As I’d hoped, a number of friends emailed me with suggestions of superhero role models for girls. So many, in fact, that I’m going to have to set aside some time to organize it all before I post it – but it will be forthcoming. Unfortunately, most of the suggestions were for teen readers and older, which leaves the youngest girls waiting, but it was encouraging. Many, many thanks to those of you who reached out :o)
I’m listening to Peter Gabriel’s more recent album Up – one of his darker albums. I love these lyrics, from “Darkness,” which is a song that reminds me of early Peter Gabriel (the self-titled albums), mainly in the way he balances silence and sweetness with crashing noise – this sentence has gotten ridiculous, but here are the lyrics I love: “I have my fears / but they do not have me.”
I’ve gotten a few of my friends to start using Siri to dictate on their iPhones. (If you have an iPhone and there is a little microphone symbol on your keyboard, you can do this, too.) This means that now I get to enjoy other people’s dictation frustrations. Recently, from codename: Cordelia: “So it looks like my phone can do FaceTime? Not sure though – I pressed FaceTime on your contact and it started raining. I have no idea what that means though. Actually, it did not start raining, though that would have been quite an omen.” And from a friend who was giving me some personal advice: “Of course none of this is a moral issue or anything – I’m just thinking in terms of what would be most thanks traducing. Actually, thanks inducing is what I meant. Angst inducing!! My god, I’m beginning to think Siri doesn’t have an exit stencil bone in her body. OMG! She can’t even say exit stencil!”

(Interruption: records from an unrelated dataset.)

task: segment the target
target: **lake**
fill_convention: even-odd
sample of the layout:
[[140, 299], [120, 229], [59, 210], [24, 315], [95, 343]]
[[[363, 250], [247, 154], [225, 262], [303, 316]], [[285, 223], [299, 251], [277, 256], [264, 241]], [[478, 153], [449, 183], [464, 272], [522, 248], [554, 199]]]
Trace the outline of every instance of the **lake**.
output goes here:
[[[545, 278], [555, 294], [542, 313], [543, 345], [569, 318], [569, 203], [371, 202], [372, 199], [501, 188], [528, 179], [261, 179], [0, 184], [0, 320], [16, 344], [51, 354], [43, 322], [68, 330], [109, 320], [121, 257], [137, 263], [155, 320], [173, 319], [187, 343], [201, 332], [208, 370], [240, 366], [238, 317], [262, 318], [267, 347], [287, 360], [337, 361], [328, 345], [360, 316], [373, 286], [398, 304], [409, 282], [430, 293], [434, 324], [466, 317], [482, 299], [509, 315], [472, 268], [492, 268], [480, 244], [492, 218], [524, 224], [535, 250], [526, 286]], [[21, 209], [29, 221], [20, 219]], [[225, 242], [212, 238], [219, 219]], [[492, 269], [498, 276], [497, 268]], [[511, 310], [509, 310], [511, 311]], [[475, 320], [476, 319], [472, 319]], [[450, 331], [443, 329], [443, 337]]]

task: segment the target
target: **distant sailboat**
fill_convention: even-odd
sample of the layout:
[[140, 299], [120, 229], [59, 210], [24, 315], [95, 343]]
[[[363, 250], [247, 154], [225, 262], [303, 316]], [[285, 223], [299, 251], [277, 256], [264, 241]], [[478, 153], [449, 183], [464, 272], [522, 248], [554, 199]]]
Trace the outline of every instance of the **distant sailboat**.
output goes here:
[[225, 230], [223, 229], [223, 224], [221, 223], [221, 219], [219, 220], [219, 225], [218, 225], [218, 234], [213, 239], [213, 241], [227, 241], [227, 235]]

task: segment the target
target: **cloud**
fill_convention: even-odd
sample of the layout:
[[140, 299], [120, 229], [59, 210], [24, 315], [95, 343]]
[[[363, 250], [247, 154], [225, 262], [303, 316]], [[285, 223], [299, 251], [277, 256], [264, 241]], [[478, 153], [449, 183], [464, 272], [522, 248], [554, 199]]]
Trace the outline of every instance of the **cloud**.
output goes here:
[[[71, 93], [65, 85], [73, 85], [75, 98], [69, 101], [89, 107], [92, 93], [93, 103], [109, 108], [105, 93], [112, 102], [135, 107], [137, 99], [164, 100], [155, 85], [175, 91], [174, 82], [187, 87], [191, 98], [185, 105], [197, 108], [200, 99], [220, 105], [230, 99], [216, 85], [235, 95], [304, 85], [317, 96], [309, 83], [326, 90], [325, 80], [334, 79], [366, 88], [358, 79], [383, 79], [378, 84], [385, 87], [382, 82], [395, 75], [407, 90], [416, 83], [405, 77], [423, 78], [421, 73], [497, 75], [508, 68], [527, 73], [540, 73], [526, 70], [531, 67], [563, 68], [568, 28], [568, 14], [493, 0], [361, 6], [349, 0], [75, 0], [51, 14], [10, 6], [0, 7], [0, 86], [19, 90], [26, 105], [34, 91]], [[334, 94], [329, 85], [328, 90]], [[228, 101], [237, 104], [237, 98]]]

While I’m at xoJane, I like Lesley Kinzel‘s article, “Dirty Dancing Is a Subversive Masterpiece and Here are Four Reasons Why.” Probably the most touching moment for me in this movie, which I can recite practically from heart, is when Baby confronts her father after All the Stuff has happened. She tells him that she’s sorry she lied to him – but he lied to her, too. “You told me everyone was alike and deserved a fair break,” she says. “But you meant everyone who was like you. You told me you wanted me to change the world, to make it better. But you meant by becoming a lawyer or an economist and marrying someone from Harvard…. I’m sorry I let you down. I’m so sorry, Daddy. But you let me down too.” They’re both crying, and you can tell that he (played by the magnificent Jerry Orbach) is listening, and hearing what she’s saying. Perhaps because I also have a father who listens and hears, I have always loved the father/daughter relationship in this movie. *sniff* Oh, and just so you don’t get the wrong idea about my father, if he had ever suggested to young me that being rich or having social status mattered, I would’ve bundled him into the car and taken him to the hospital, convinced he’d developed a brain tumor.